Well weather-wise in South Florida, this week was exceptional. From Monday thru Thursday I kept all the windows and doors open to let in the cool temps (upper 70’s) along with the unusually dry air. We have a pool in our back yard and since day one; Buddy’s natural intuition has kept him away from the edge. He had no problem walking [or even running] around the pool but always steered clear of the edge.
Well yesterday while I was sweeping up the patio, I noticed a gurgling sound coming from our neighbor’s yard. These neighbors’ don’t live here full time so I keep an eye on their home for them. I recognized the sound as the warning that the water level was getting low in their pool so I turned my back for a moment to try to look through the hedge to see if I was right [which I was]. At that moment, from behind me I heard a “SPLASH!” I quickly turned to see that little Buddy had fallen into the pool. His pathetic expression was one of sheer panic and total distress. Clearly he had been shocked by the sudden plunge.
The only thought that crossed my mind was to make him feel safe again ASAP, so I jumped into the water to retrieve him. He did manage to paddle [I guess that’s why it’s actually called “doggie paddle”] to the pool’s wall but he was not able to get himself up over the coping to dry land. I picked him up and put him onto the patio. I grabbed a bath towel and proceeded to dry him off. He was still shaken from the experience. I got a second dry towel and wrapped it around him. Once swaddled in the soft terry comfort, he lay in my arms like an infant with NO desire to be on his own. It took a full 20 minutes before the initial shock wore off and I could place him down again.

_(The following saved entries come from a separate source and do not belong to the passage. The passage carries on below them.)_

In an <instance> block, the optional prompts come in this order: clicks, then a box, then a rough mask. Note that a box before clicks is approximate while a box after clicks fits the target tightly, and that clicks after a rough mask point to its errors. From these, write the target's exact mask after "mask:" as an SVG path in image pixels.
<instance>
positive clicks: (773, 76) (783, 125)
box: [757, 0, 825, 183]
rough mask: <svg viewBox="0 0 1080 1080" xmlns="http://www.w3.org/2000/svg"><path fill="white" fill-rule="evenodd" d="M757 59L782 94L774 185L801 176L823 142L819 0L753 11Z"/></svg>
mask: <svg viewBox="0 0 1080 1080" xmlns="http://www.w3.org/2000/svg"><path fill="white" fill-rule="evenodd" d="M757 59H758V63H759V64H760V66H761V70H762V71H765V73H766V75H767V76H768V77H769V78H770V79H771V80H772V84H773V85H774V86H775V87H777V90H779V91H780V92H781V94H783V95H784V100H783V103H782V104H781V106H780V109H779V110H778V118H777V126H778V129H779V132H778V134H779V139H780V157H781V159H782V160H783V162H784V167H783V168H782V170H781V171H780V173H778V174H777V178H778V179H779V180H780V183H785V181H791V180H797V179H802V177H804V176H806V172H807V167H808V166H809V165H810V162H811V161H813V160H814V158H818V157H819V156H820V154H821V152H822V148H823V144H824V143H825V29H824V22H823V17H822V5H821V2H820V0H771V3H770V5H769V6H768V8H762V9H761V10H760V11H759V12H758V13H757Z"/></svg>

Well I guess something clicked in Buddy’s head. He now viewed me as more than the guy he lives with who feeds, walks, bathes and plays with him. He suddenly saw me as his great protector. For the rest of the day he was no longer content to sit “by” my feet as I did my computer work but opted instead to “lay on” them. Each and every time I got up to walk, he literally stayed up against my legs taking each step with me. Whenever the opportunity would arise, he would leap onto my lap and lick my chin. I felt like his mother or at least felt that he viewed me as such.
So as we head into our second month together, I strongly feel that Buddy realizes that whatever may have happened in his young life before he came to us, he is here to stay. What’s more, he will be well taken care of. Ironically, after he comforted me in my distress last Saturday, I realize the same thing. Life IS good!